¿Por qué, si los impuestos son tan buenos y necesarios como aducen los socialistas deben ser “impuestos” con la fuerza de la autoridad? Es cierto que en una minoría de países esto no sucede, los impuestos son pagados sin mayor coerción y por lo mismo su falta de cumplimiento sólo implica penas administrativas. Pero esa no es la realidad en el resto del mundo.

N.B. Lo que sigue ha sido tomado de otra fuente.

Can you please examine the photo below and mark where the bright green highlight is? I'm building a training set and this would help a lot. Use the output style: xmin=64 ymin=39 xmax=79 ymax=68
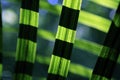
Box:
xmin=90 ymin=0 xmax=120 ymax=9
xmin=37 ymin=29 xmax=103 ymax=56
xmin=19 ymin=8 xmax=39 ymax=27
xmin=48 ymin=55 xmax=61 ymax=75
xmin=39 ymin=1 xmax=112 ymax=32
xmin=63 ymin=0 xmax=82 ymax=10
xmin=14 ymin=73 xmax=32 ymax=80
xmin=3 ymin=27 xmax=103 ymax=57
xmin=70 ymin=63 xmax=92 ymax=78
xmin=4 ymin=25 xmax=120 ymax=64
xmin=3 ymin=51 xmax=119 ymax=79
xmin=79 ymin=11 xmax=111 ymax=33
xmin=37 ymin=29 xmax=55 ymax=41
xmin=91 ymin=74 xmax=109 ymax=80
xmin=56 ymin=26 xmax=76 ymax=43
xmin=36 ymin=55 xmax=50 ymax=65
xmin=48 ymin=55 xmax=70 ymax=77
xmin=113 ymin=14 xmax=120 ymax=27
xmin=16 ymin=38 xmax=37 ymax=63
xmin=59 ymin=57 xmax=70 ymax=77
xmin=74 ymin=39 xmax=102 ymax=56
xmin=37 ymin=54 xmax=92 ymax=78
xmin=0 ymin=64 xmax=2 ymax=80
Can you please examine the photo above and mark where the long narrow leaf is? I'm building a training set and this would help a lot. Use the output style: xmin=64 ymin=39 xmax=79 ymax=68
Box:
xmin=3 ymin=27 xmax=120 ymax=64
xmin=2 ymin=52 xmax=93 ymax=79
xmin=47 ymin=0 xmax=82 ymax=79
xmin=91 ymin=3 xmax=120 ymax=80
xmin=90 ymin=0 xmax=120 ymax=9
xmin=79 ymin=11 xmax=111 ymax=33
xmin=14 ymin=0 xmax=39 ymax=80
xmin=39 ymin=1 xmax=116 ymax=33
xmin=7 ymin=0 xmax=119 ymax=32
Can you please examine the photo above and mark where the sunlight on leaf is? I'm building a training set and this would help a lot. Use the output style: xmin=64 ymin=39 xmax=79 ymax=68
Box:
xmin=37 ymin=29 xmax=55 ymax=41
xmin=37 ymin=29 xmax=102 ymax=56
xmin=8 ymin=0 xmax=119 ymax=33
xmin=74 ymin=39 xmax=102 ymax=56
xmin=39 ymin=1 xmax=113 ymax=33
xmin=90 ymin=0 xmax=120 ymax=9
xmin=4 ymin=27 xmax=120 ymax=65
xmin=70 ymin=63 xmax=92 ymax=78
xmin=79 ymin=11 xmax=111 ymax=33
xmin=36 ymin=54 xmax=92 ymax=79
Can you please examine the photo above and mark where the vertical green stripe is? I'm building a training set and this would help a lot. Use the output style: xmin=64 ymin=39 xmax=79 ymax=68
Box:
xmin=48 ymin=55 xmax=70 ymax=77
xmin=16 ymin=39 xmax=37 ymax=63
xmin=20 ymin=8 xmax=39 ymax=27
xmin=47 ymin=0 xmax=82 ymax=79
xmin=56 ymin=26 xmax=76 ymax=43
xmin=91 ymin=3 xmax=120 ymax=80
xmin=14 ymin=0 xmax=39 ymax=80
xmin=63 ymin=0 xmax=82 ymax=10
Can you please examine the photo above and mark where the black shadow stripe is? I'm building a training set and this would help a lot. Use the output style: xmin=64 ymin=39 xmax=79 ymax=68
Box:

Existe una razón fundamental: los impuestos colisionan con un derecho necesario y muy querido para el hombre, el derecho de propiedad, porque implica privar de su dinero a las personas para financiar gastos de los gobernantes con los que en muchos casos no concuerdan. Y como la propiedad es una condición de la libertad – la existencia de la propiedad o la posibilidad de adquirirla, entre otras cosas sobre bienes físicos, nos hace libres respecto de terceros y en especial respecto del gobierno – privarnos de ella ataca directamente el bien más preciado que tenemos los hombres junto con la vida, esto es, nuestra libertad.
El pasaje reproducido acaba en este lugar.